If you've ever used ChatGPT, you know the stop button. It's actually important UX — sometimes the model goes off in the wrong direction and you want to cut it off. This is where `AbortController` comes in:

// In your hook
const abortControllerRef = useRef<AbortController | null>(null);

const sendMessage = useCallback(async (messages) => {
  // Cancel any existing stream
  abortControllerRef.current?.abort();
  abortControllerRef.current = new AbortController();

  const res = await fetch('/api/chat', {
    method: 'POST',
    headers: { 'Content-Type': 'application/json' },
    body: JSON.stringify({ messages }),
    signal: abortControllerRef.current.signal, // Pass signal to fetch
  });

  // ... rest of streaming logic
}, []);

const stopGeneration = useCallback(() => {
  abortControllerRef.current?.abort();
  setIsStreaming(false);
}, []);

// In your Route Handler, forward the signal to OpenAI
export async function POST(req: Request) {
  const { messages } = await req.json();
  
  const stream = await openai.chat.completions.create({
    model: 'gpt-4o',
    messages,
    stream: true,
  }, {
    signal: req.signal, // Forward abort signal from the request
  });
  // ...
}

Forwarding `req.signal` to the OpenAI client is important — it means when the user aborts, we also cancel the upstream API call. Otherwise you're paying for tokens that no one will ever see, which adds up.

A Few Things That Will Catch You Out

Vercel Edge Functions have a 25-second timeout. Long AI responses can exceed this. Use Node.js runtime (`export const runtime = 'nodejs'`) for AI routes — the timeout is 60s on Pro, or configure `maxDuration`.
Buffering middleware: If you have any middleware that reads and rewrites the response body, it'll buffer your entire stream. Be careful what you put in `middleware.ts` for AI routes.
Markdown rendering: If you're rendering the streamed text as Markdown, naive implementations re-render the entire string on every token. Use a streaming-aware Markdown renderer or debounce the updates.
Mobile connections: Streams can drop on flaky mobile networks. Building retry logic into your hook is worth it for production — track the last token position and resume from there if you can.
Rate limits: OpenAI rate limits are per-minute token limits, not just per-request. If multiple users are streaming simultaneously, you'll hit them faster than you expect. Build in exponential backoff.

The Markdown rendering one bit us on a real project. We were using `react-markdown` and re-parsing the entire accumulated string on every single token update. On long responses, the UI started stuttering noticeably around 500 tokens. The fix was to accumulate the raw string in a ref and only update the rendered state every 50ms with a debounce.

If you're building an AI-heavy product, streaming isn't a nice-to-have. It's the difference between your app feeling responsive and feeling broken. Ship it from day one.

Starting From a Template

If you're building an AI-powered SaaS and don't want to wire up streaming, auth, payments, and database from scratch every time, our templates at peal.dev include the AI chat patterns covered here as a starting point — so you can focus on the actual product instead of plumbing.
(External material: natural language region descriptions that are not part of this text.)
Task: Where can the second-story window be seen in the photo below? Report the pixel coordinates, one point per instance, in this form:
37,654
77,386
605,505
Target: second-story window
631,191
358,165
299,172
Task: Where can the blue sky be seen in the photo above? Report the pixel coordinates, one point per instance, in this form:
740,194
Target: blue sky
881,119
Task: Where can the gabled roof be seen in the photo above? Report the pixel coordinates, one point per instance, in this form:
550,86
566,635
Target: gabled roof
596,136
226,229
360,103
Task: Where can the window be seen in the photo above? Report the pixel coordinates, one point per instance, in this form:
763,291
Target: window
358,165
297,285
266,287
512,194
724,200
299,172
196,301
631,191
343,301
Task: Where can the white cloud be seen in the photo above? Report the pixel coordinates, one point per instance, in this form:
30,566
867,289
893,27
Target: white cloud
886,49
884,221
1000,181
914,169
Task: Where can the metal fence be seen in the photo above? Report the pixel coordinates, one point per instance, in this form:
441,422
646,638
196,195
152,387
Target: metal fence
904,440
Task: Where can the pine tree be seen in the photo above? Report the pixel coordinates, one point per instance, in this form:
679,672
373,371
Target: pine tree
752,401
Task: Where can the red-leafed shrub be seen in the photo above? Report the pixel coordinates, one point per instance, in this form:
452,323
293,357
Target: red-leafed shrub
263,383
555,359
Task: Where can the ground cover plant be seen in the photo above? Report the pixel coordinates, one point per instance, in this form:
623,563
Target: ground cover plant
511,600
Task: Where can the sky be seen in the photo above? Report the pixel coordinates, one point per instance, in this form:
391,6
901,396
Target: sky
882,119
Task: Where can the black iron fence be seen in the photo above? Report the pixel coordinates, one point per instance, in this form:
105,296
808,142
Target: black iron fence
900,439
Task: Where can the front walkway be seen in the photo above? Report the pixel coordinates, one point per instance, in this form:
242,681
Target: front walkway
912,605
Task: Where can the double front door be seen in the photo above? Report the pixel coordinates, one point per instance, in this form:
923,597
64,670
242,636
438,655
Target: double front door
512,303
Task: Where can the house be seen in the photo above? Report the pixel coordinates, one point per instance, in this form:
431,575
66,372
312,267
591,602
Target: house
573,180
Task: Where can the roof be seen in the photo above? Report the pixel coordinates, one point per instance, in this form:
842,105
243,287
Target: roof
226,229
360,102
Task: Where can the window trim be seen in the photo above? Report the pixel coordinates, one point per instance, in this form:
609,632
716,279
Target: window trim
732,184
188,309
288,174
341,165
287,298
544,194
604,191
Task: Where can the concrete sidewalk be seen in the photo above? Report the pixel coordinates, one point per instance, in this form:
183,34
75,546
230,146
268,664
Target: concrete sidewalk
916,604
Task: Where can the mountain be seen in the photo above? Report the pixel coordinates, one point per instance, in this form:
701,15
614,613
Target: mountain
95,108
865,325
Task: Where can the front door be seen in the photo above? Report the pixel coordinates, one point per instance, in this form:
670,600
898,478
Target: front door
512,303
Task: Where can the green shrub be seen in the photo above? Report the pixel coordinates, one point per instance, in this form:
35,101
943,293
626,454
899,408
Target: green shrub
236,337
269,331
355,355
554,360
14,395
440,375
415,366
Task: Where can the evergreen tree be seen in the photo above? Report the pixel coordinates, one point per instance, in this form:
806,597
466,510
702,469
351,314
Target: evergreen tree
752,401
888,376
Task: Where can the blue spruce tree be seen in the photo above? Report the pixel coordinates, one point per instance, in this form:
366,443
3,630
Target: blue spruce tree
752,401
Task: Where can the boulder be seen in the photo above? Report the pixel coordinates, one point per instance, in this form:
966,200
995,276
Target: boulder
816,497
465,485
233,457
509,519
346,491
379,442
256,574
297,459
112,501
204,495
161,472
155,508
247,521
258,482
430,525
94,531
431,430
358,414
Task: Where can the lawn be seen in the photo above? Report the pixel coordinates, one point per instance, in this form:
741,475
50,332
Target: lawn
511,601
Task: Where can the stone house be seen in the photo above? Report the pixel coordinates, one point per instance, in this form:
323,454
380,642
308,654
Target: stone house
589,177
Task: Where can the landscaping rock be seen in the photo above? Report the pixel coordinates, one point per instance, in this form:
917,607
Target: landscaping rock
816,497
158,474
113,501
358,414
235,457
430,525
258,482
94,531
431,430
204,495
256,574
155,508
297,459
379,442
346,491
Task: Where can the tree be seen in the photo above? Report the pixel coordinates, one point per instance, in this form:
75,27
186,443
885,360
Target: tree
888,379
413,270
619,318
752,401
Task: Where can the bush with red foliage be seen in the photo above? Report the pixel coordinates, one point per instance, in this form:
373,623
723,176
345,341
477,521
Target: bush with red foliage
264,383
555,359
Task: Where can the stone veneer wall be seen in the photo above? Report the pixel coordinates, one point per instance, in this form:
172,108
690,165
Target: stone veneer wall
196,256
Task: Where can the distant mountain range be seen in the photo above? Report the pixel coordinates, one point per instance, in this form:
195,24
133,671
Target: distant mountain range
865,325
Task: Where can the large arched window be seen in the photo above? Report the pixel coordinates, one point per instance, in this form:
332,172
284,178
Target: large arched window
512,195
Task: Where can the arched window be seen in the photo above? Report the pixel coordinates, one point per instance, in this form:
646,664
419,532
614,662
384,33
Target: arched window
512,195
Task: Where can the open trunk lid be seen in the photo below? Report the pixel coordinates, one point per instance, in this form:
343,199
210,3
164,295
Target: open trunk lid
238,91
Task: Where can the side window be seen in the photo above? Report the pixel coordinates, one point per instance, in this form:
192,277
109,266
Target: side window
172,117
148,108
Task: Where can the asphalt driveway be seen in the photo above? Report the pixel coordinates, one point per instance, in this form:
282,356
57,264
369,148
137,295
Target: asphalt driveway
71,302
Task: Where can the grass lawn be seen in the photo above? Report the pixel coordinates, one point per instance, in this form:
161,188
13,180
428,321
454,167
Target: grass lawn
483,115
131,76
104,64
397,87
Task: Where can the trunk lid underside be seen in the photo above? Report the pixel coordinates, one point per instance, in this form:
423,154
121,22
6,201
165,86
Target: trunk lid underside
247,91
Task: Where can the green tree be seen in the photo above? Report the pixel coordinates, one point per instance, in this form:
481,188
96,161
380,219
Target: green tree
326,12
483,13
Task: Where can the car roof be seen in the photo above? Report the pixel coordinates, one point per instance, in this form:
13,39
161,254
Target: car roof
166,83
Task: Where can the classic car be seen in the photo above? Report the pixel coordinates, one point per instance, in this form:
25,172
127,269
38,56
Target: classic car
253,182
Streaming AI responses is one of those things that sounds complex but has a very clean implementation once you understand the moving parts: SSE format on the server, ReadableStream reader on the client, error events for failures, AbortController for cancellation. The Vercel AI SDK handles most of this for you if you want to move fast. But understanding what's happening underneath means you can debug it when something goes wrong at 2am — and it will.